48Für die Durchführung einer Billigkeitskontrolle gemäß § 315 Abs. 3 BGB, die demgegenüber eine Berücksichtigung auch der Kalkulationsgrundlagen der Beklagten gebieten könnte, ist kein Raum. Die streitgegenständliche Preisänderungsklausel sieht nicht eine Preisänderung nach billigem Ermessen der Beklagten vor, sondern legt im Rahmen der angegebenen mathematischen Formeln sämtliche Parameter für Preisänderungen abschließend fest. Mit der wirksamen Vereinbarung der Preisänderungsklausel beruhen etwaige Preisänderungen zudem nicht auf einer einseitigen Festsetzung durch die Beklagte, die einer Überprüfung nach § 315 Abs. 3 BGB zugänglich wäre (vgl. BGH NJW 2005, 2919, 2920, m.w.N.), sondern auf einer Individualvereinbarung der Parteien, die dieser Kontrolle entzogen ist (vgl. BGH NJW-RR 1990, 1204 f.; Brandenb. OLG [5. Zivilsenat] a.a.O.).

3.

Der Hilfsantrag der Klägerin führt ebenfalls nicht zu einer Verurteilung der Beklagten, und zwar ohne dass es dazu einer Entscheidung in der Sache bedarf. Denn der Hilfsantrag ist bereits unzulässig, da er erst auf den Einspruch gegen das Versäumnisurteil vom 12.4.2005 hin gestellt worden ist. Damit ist ein neuer Streitgegenstand in den Rechtsstreit eingeführt worden, der zur Anwendung des § 263 ZPO führt (vgl. Zöller/Greger, a.a.O., § 263 Rn. 2, m.w.N.). Dessen Voraussetzungen sind jedoch nicht erfüllt, da weder die Beklagte eingewilligt hat noch die Antragstellung als sachdienlich zu erachten ist. Der Sachdienlichkeit steht entgegen, dass - wie dargestellt - für eine Billigkeitskontrolle nach § 315 Abs. 3 BGB, wie sie hier für die vorgenommenen Preisänderungen begehrt wird, wegen der rechtswirksamen Vereinbarung der Preisänderungsklausel im Vertrag vom 29.9.1995 kein Raum ist.

4.

Die Kostenentscheidung folgt aus § 97 Abs. 1 ZPO.

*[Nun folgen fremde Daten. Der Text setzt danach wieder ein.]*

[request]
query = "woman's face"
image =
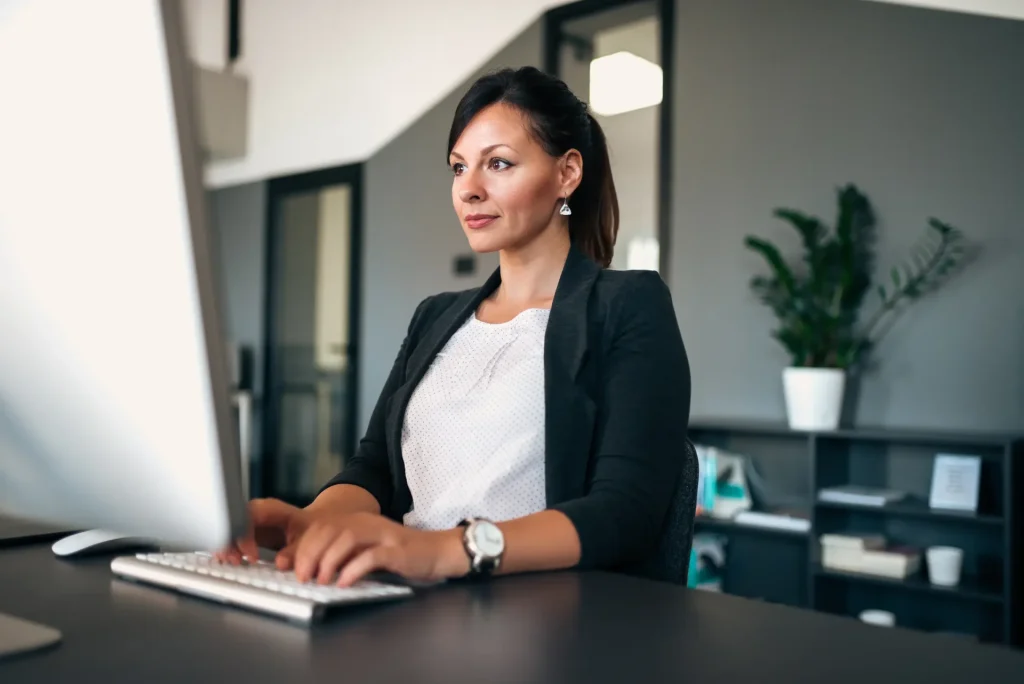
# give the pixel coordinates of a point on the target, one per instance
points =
(506, 188)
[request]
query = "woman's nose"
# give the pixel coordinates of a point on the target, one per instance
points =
(470, 189)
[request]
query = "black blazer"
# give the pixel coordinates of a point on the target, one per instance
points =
(617, 395)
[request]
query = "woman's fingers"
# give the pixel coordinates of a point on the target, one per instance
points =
(310, 549)
(285, 560)
(375, 558)
(340, 552)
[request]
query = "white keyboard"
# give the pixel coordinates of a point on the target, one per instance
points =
(259, 586)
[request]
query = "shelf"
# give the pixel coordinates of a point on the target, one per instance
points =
(968, 589)
(725, 526)
(914, 510)
(869, 433)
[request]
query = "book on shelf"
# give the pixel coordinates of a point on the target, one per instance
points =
(860, 496)
(868, 554)
(855, 541)
(790, 520)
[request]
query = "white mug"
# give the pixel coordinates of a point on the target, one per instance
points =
(880, 617)
(944, 563)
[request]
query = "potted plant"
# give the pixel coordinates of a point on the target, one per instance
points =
(817, 301)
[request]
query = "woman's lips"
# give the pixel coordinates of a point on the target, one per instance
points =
(477, 221)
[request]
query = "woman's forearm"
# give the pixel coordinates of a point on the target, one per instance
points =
(545, 541)
(343, 500)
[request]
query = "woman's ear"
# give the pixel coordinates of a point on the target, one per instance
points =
(570, 169)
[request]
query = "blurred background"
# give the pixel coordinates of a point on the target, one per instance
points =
(325, 128)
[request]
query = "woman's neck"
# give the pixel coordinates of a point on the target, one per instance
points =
(530, 274)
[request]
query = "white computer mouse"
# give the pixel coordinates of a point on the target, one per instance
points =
(96, 541)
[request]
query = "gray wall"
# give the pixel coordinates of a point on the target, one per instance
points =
(777, 102)
(411, 232)
(238, 216)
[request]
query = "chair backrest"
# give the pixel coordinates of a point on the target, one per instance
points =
(672, 561)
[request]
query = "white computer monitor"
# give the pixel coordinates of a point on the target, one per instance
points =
(115, 407)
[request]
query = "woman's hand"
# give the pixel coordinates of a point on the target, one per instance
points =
(272, 524)
(347, 548)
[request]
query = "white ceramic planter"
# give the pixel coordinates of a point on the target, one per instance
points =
(813, 397)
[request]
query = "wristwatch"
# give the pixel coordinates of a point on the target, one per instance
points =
(484, 545)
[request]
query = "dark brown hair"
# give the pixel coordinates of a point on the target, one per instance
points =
(559, 122)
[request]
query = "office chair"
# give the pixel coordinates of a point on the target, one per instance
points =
(672, 560)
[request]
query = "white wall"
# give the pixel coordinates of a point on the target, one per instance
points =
(1004, 8)
(206, 30)
(333, 81)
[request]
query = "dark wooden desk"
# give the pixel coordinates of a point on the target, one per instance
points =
(560, 628)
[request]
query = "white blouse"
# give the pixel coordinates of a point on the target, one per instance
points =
(473, 434)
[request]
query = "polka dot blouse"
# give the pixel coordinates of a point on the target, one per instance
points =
(473, 435)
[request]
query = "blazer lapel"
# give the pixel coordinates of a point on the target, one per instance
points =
(569, 413)
(431, 342)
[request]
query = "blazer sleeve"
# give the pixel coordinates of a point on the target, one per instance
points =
(370, 467)
(642, 423)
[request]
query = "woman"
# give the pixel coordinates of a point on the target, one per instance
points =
(535, 423)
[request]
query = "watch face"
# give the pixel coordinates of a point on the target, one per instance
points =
(488, 539)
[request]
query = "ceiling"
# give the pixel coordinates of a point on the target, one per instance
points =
(333, 81)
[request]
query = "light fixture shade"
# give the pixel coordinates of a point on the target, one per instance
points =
(624, 82)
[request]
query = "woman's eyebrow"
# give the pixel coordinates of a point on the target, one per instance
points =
(485, 151)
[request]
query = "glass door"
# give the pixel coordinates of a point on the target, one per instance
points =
(311, 355)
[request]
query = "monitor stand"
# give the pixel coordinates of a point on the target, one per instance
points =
(19, 636)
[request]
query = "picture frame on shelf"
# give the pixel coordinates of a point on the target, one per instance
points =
(955, 481)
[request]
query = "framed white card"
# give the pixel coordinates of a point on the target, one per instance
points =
(955, 479)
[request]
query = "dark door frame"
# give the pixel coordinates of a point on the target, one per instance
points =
(555, 18)
(279, 188)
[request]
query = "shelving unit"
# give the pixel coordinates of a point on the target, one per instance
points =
(784, 566)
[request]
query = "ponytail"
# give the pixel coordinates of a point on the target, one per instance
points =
(594, 222)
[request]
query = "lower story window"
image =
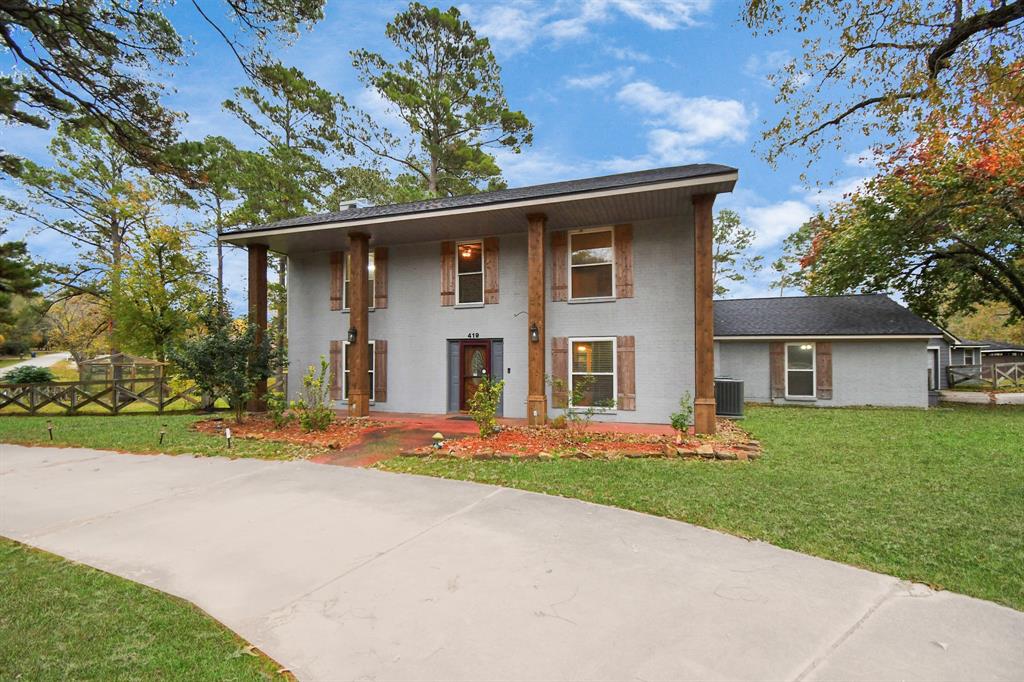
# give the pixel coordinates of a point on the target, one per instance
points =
(592, 379)
(344, 390)
(800, 370)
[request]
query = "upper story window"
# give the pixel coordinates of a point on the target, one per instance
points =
(800, 370)
(469, 272)
(593, 372)
(591, 264)
(370, 274)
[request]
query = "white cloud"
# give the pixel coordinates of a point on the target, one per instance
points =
(514, 26)
(601, 80)
(773, 222)
(696, 120)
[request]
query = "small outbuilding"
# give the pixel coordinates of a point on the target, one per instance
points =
(826, 350)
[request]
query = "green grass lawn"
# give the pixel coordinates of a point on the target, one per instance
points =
(59, 621)
(931, 496)
(140, 433)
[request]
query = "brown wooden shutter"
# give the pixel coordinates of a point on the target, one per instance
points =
(822, 365)
(491, 269)
(337, 371)
(624, 261)
(559, 263)
(380, 371)
(626, 371)
(380, 278)
(448, 272)
(337, 278)
(559, 371)
(777, 368)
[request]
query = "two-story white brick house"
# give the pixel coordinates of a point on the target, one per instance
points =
(607, 276)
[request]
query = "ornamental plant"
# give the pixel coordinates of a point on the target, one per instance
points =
(28, 374)
(483, 405)
(681, 420)
(312, 408)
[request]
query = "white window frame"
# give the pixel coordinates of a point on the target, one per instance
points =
(614, 371)
(568, 256)
(372, 281)
(814, 371)
(934, 368)
(373, 372)
(482, 273)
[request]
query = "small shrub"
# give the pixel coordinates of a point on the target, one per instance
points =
(681, 420)
(29, 375)
(276, 405)
(312, 408)
(483, 405)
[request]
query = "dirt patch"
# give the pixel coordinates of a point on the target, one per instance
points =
(731, 442)
(339, 435)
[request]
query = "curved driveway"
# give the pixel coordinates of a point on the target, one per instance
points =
(355, 574)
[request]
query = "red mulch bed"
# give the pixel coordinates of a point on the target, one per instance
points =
(731, 442)
(339, 435)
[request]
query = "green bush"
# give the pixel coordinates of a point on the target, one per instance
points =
(29, 375)
(313, 406)
(483, 405)
(681, 420)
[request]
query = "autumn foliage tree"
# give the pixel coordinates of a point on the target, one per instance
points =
(942, 223)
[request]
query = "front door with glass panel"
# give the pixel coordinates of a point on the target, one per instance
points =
(474, 364)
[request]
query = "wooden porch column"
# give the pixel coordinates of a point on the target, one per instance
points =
(704, 309)
(537, 399)
(358, 318)
(257, 312)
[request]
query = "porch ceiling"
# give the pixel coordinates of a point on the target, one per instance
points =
(582, 210)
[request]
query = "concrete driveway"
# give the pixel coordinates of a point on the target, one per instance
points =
(356, 574)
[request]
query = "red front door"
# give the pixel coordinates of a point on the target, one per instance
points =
(474, 361)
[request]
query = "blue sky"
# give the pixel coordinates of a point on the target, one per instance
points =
(609, 85)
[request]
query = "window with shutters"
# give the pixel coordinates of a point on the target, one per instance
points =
(370, 275)
(592, 266)
(593, 357)
(800, 379)
(345, 360)
(469, 273)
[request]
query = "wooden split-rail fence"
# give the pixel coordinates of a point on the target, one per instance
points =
(112, 396)
(1001, 375)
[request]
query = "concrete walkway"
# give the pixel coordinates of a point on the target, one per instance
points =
(355, 574)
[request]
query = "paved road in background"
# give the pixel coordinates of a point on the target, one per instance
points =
(346, 573)
(49, 359)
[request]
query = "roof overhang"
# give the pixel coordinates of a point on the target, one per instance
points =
(830, 337)
(601, 207)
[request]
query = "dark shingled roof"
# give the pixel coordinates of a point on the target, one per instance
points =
(637, 178)
(869, 314)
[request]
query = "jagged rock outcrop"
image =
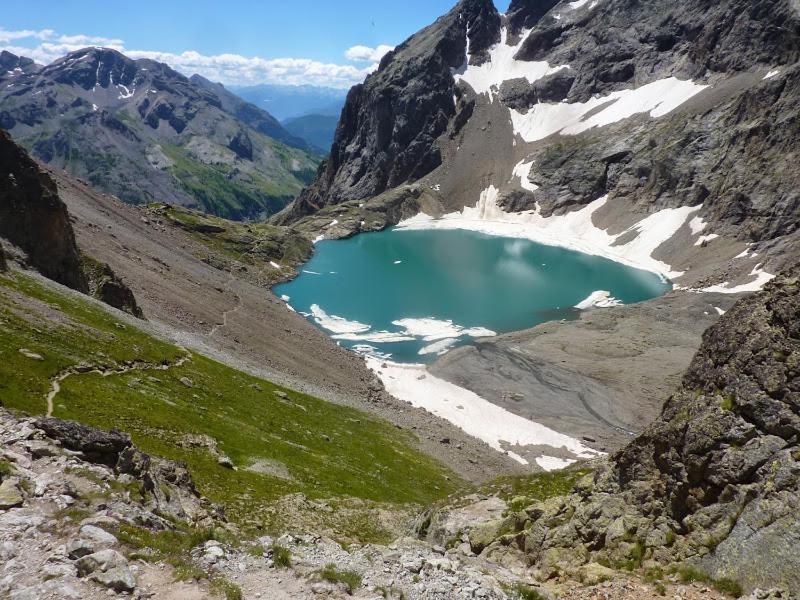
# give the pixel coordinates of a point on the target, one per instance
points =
(714, 482)
(141, 131)
(730, 148)
(104, 284)
(165, 487)
(684, 40)
(33, 217)
(11, 64)
(754, 132)
(389, 126)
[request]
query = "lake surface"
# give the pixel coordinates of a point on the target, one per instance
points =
(410, 296)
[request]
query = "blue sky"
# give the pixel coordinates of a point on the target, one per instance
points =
(314, 35)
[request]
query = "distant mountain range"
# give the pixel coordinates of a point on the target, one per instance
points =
(290, 101)
(145, 133)
(318, 130)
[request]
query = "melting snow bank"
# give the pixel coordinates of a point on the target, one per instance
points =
(474, 415)
(574, 230)
(657, 99)
(598, 299)
(502, 66)
(761, 279)
(443, 333)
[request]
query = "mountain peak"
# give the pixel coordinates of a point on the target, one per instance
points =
(11, 63)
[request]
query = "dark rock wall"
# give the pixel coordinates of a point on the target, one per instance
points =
(389, 126)
(34, 218)
(714, 482)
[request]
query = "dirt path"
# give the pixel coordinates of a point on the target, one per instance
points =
(55, 382)
(225, 314)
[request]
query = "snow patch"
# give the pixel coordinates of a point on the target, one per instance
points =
(502, 66)
(551, 463)
(697, 225)
(475, 416)
(438, 348)
(657, 99)
(574, 230)
(523, 171)
(336, 324)
(126, 93)
(431, 330)
(598, 299)
(761, 279)
(703, 239)
(442, 334)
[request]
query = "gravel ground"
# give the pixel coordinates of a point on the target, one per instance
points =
(245, 326)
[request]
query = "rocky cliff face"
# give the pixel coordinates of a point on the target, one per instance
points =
(145, 133)
(714, 482)
(388, 131)
(35, 219)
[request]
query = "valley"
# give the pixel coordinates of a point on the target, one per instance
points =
(515, 317)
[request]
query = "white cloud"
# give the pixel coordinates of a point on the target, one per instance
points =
(367, 54)
(229, 69)
(89, 40)
(242, 70)
(10, 36)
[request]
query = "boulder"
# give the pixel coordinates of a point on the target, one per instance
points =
(103, 447)
(10, 494)
(79, 548)
(119, 579)
(594, 573)
(101, 536)
(103, 560)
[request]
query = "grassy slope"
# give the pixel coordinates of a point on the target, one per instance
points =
(252, 244)
(233, 191)
(314, 447)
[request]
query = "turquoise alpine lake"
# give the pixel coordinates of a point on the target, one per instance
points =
(410, 296)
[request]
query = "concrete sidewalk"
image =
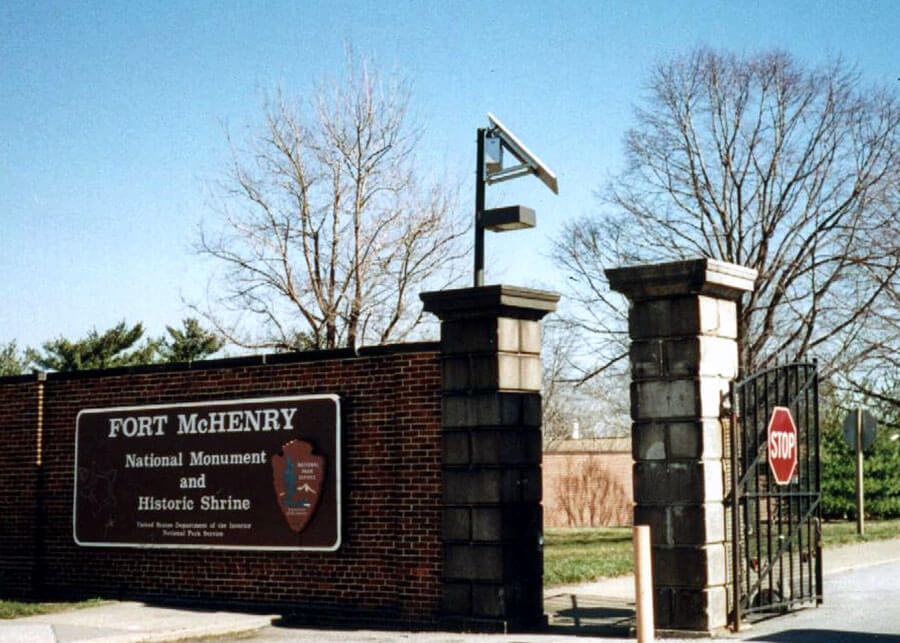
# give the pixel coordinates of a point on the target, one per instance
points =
(132, 622)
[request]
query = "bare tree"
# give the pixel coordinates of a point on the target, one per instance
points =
(327, 230)
(763, 162)
(596, 408)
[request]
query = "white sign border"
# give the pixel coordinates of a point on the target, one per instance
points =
(289, 398)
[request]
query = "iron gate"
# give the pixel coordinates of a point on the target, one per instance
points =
(776, 561)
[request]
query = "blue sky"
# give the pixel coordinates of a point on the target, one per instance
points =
(112, 119)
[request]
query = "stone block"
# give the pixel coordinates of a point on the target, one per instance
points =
(531, 376)
(713, 392)
(486, 447)
(657, 518)
(718, 357)
(483, 372)
(455, 446)
(695, 440)
(488, 601)
(668, 483)
(694, 566)
(703, 609)
(685, 440)
(508, 374)
(470, 487)
(646, 359)
(697, 524)
(529, 336)
(455, 374)
(663, 606)
(531, 409)
(491, 409)
(487, 524)
(717, 317)
(656, 400)
(521, 485)
(456, 598)
(473, 562)
(648, 441)
(681, 357)
(512, 446)
(468, 335)
(508, 334)
(456, 523)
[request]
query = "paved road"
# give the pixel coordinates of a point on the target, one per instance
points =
(861, 606)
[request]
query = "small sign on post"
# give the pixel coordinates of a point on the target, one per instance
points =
(859, 431)
(782, 445)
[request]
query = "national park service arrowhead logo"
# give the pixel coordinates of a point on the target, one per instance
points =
(298, 477)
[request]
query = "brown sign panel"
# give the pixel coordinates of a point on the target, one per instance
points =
(261, 473)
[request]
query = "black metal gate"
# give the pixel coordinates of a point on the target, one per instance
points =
(776, 560)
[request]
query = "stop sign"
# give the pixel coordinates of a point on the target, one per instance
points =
(782, 441)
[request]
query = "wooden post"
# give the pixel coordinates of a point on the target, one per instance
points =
(860, 502)
(643, 584)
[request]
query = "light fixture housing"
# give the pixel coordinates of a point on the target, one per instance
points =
(512, 217)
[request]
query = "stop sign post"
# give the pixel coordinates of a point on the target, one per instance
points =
(782, 445)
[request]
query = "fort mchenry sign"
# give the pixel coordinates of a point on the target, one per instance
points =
(258, 473)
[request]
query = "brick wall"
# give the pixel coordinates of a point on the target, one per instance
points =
(18, 484)
(587, 489)
(390, 560)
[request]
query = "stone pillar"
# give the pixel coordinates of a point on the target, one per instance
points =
(492, 522)
(684, 353)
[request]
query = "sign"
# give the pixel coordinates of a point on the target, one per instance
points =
(782, 445)
(869, 425)
(260, 473)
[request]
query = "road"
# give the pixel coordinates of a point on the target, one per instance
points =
(861, 606)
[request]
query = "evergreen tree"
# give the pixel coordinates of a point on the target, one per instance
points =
(112, 348)
(11, 363)
(190, 344)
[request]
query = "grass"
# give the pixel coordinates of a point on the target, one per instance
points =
(16, 609)
(582, 555)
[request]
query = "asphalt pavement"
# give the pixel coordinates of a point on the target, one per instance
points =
(862, 605)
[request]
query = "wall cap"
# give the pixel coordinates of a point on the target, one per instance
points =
(490, 301)
(692, 277)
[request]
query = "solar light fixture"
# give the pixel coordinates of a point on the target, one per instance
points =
(513, 217)
(493, 141)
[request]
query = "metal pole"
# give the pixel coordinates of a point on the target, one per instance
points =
(479, 210)
(643, 584)
(860, 503)
(735, 517)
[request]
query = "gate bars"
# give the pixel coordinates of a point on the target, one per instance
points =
(776, 561)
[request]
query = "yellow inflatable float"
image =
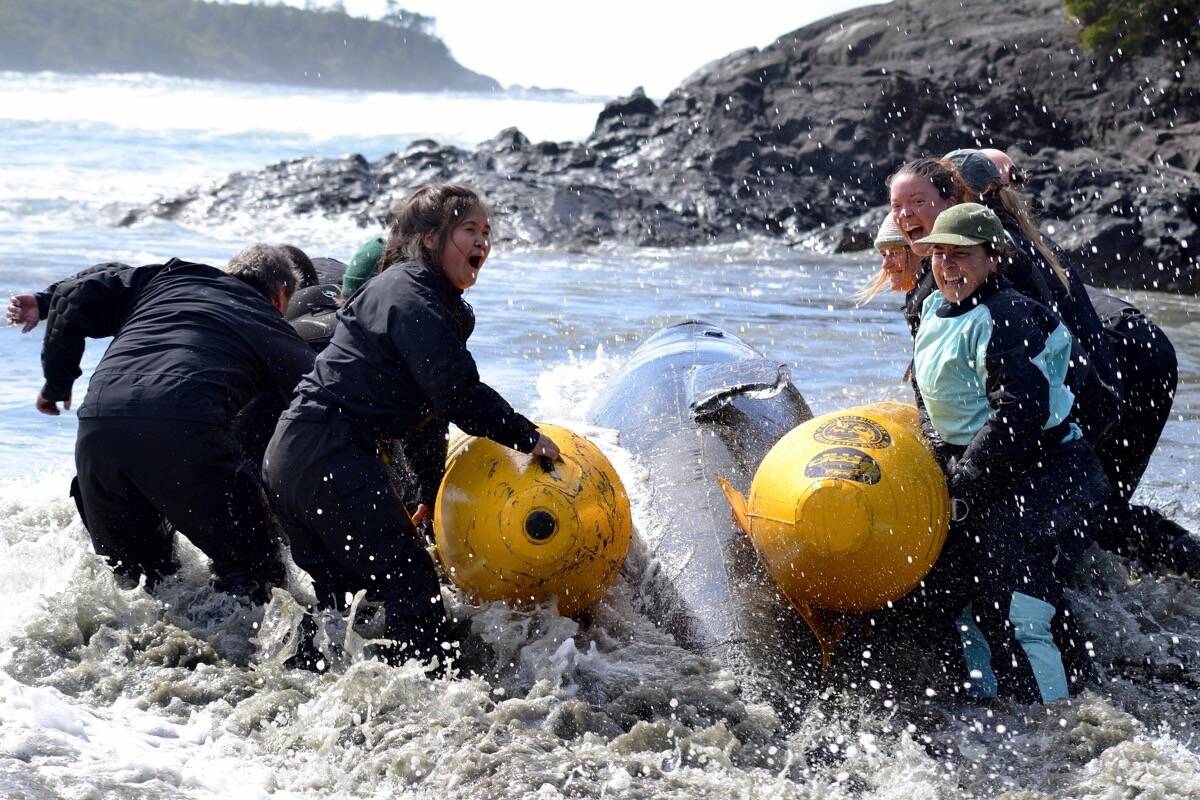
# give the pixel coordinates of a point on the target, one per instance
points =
(847, 512)
(508, 528)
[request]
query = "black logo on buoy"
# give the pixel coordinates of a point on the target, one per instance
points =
(856, 431)
(846, 464)
(540, 525)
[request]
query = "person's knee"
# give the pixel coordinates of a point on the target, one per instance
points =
(1031, 620)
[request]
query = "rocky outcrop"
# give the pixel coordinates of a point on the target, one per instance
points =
(796, 140)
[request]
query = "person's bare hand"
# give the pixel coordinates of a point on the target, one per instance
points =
(51, 408)
(23, 311)
(546, 449)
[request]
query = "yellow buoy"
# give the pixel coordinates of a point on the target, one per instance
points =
(508, 529)
(847, 512)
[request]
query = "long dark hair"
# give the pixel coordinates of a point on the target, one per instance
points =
(1009, 199)
(939, 172)
(432, 209)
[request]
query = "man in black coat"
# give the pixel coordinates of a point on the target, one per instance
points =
(191, 346)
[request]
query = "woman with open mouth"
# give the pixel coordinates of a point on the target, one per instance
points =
(396, 370)
(994, 372)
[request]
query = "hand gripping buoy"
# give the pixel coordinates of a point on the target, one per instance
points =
(847, 512)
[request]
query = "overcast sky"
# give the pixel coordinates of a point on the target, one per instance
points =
(603, 47)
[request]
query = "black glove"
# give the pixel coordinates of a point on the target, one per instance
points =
(964, 483)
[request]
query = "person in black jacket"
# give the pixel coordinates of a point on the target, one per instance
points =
(396, 368)
(994, 371)
(1132, 367)
(191, 346)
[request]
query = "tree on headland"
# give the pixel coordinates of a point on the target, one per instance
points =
(268, 43)
(407, 19)
(1138, 26)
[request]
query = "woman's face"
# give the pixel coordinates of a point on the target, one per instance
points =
(959, 271)
(900, 265)
(915, 205)
(467, 248)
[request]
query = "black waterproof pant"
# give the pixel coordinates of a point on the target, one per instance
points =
(1002, 572)
(1149, 371)
(349, 529)
(141, 480)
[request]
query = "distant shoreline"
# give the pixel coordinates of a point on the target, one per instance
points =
(250, 43)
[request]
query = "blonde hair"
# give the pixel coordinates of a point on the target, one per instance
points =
(877, 283)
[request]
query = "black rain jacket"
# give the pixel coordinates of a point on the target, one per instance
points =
(399, 361)
(189, 342)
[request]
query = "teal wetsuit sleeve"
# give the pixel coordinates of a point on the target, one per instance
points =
(1014, 362)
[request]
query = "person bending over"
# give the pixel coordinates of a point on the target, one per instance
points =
(396, 368)
(191, 346)
(993, 368)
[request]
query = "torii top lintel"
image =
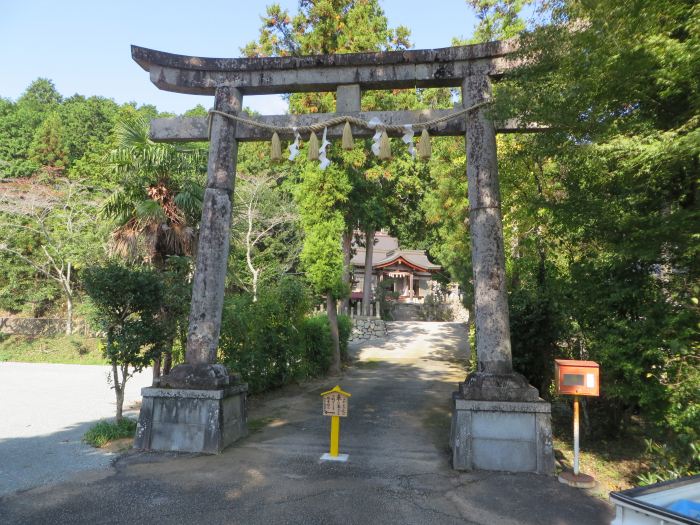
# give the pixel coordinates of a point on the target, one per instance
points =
(445, 67)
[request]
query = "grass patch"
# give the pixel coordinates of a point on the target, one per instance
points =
(615, 463)
(64, 349)
(105, 431)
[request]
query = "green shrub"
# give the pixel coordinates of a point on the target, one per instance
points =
(105, 431)
(344, 330)
(318, 344)
(271, 342)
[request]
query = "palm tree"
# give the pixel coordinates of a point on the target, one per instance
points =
(159, 201)
(156, 208)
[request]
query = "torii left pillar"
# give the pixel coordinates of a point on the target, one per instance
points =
(199, 407)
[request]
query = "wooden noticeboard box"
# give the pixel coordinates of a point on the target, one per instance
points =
(579, 378)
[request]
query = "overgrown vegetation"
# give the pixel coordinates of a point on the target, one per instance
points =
(271, 341)
(600, 211)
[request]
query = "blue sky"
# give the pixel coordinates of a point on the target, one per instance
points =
(83, 46)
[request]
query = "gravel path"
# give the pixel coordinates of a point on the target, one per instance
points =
(396, 434)
(44, 411)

Die Entscheidung über die vorläufige Vollstreckbarkeit ergeht gemäß § 708 Nr. 10, 711 ZPO.

Die Zulassung der Revision ist nicht veranlasst, da weder die Rechtssache grundsätzliche Bedeutung hat noch die Fortbildung des Rechts oder die Sicherung einer einheitlichen Rechtsprechung eine Entscheidung des Revisionsgerichts erfordert, § 543 Abs. 2 ZPO.